On LMArena, every vote counts towards producing the leaderboard, but what happens when some models appear more than others? When new models are released, they inevitably have fewer votes than those which have been in use for a while, and when models are deprecated it becomes impossible to collect more votes for them.

To counteract this imbalance and produce a leaderboard that is fair and equally representative of all models, we use an improved reweighting scheme that reweights battles inversely proportionally to how frequently they appear.

The CLT confidence intervals above take these weights into account. Reweighting increases the variance of Arena scores, and we observe wider confidence intervals as a result. This mean that the new rankings will have more ties due to overlapping confidence intervals, especially when there are fewer votes per model like in the vision arena.

July 17, 2025
New model announcements! Kimi K2 is on the Text leaderboard, Seededit 3 is on the Image Edit leaderboard, and Grok 4 is on the Vision leaderboard.

July 15, 2025
We're announcing four new models! Grok 4 is on the Text and WebDev leaderboards, Claude Opus 4 Thinking is on the Text leaderboard, Claude Sonnet 4 Thinking is on the Text leaderboard, and Seedream 3 is on the Text-to-Image leaderboard.

July 14, 2025
We made improvements to our data processing—in particular, we strengthened our deduplication and identity leak detection pipelines.
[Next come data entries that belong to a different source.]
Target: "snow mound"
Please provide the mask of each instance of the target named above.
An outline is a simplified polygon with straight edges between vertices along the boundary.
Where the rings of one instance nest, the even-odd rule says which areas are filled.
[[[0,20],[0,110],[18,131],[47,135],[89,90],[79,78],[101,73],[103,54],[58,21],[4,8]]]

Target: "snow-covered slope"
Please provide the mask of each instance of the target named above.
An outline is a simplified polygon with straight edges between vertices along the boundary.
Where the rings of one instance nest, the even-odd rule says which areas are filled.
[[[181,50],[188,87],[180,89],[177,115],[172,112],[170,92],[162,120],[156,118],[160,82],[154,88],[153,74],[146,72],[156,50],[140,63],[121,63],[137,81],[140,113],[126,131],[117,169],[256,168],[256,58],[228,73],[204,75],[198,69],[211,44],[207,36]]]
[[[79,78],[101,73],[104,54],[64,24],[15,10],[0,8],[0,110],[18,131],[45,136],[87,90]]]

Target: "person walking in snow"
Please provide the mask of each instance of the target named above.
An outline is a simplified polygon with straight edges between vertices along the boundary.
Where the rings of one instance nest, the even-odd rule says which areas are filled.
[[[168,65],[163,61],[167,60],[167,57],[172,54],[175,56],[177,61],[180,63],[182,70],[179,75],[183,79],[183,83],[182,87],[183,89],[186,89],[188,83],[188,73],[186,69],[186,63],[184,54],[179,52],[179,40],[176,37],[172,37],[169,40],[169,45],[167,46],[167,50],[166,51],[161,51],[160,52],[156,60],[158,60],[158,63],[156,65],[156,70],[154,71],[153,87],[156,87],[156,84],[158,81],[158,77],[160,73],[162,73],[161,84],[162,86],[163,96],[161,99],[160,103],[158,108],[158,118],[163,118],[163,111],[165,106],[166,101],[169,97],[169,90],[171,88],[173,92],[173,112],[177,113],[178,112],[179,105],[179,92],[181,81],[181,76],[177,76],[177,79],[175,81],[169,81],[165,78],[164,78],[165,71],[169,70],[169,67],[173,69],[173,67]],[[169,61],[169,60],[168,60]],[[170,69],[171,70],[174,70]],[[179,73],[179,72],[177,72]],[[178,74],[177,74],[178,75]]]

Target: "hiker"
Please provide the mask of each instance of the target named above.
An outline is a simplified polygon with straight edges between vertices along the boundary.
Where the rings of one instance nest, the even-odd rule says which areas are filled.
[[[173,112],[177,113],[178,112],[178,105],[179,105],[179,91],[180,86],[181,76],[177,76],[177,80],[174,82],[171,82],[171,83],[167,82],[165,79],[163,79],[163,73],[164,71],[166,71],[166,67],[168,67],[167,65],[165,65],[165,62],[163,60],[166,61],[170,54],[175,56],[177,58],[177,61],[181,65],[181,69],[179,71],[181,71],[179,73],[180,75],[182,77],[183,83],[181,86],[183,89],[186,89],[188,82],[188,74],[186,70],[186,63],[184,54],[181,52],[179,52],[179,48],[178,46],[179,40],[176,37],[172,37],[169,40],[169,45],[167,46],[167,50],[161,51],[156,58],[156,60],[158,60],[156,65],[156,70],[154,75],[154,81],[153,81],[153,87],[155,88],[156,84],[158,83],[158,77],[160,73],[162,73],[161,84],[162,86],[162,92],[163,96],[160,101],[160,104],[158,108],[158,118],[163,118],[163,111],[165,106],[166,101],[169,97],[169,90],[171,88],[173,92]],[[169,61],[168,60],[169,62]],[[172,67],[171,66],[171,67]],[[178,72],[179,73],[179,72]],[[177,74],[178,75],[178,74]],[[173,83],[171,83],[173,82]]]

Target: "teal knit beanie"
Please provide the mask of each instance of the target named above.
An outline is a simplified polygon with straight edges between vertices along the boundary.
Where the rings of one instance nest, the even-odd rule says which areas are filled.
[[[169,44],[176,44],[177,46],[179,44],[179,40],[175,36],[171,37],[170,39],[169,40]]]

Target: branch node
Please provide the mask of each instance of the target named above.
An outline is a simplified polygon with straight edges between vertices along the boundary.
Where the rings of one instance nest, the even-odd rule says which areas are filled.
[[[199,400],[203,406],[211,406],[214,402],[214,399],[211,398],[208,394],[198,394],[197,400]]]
Deduplication aims to reduce the impact of over-represented or repetitive conversations using a hash-based approach. We count how many times each unique prompt appears. Prompts in the top 0.5% percentile are considered high-frequency. For these high-frequency prompts, we keep only a limited number of samples and discard the rest. Deduplication filters out around 10% of all submitted votes.

Identity leak detection filters out user prompts whose intent is to reveal model information. We first use an LLM classifier to label conversations as identity_leak if they include user prompts that directly attempt to extract or expose model details (e.g., "What is your name?"). We filter out conversations labeled as identity_leak, as well as associated conversations. Less than 4% of all votes are labeled as identity_leak.

We're excited to continue iterating and improving our data processing pipeline!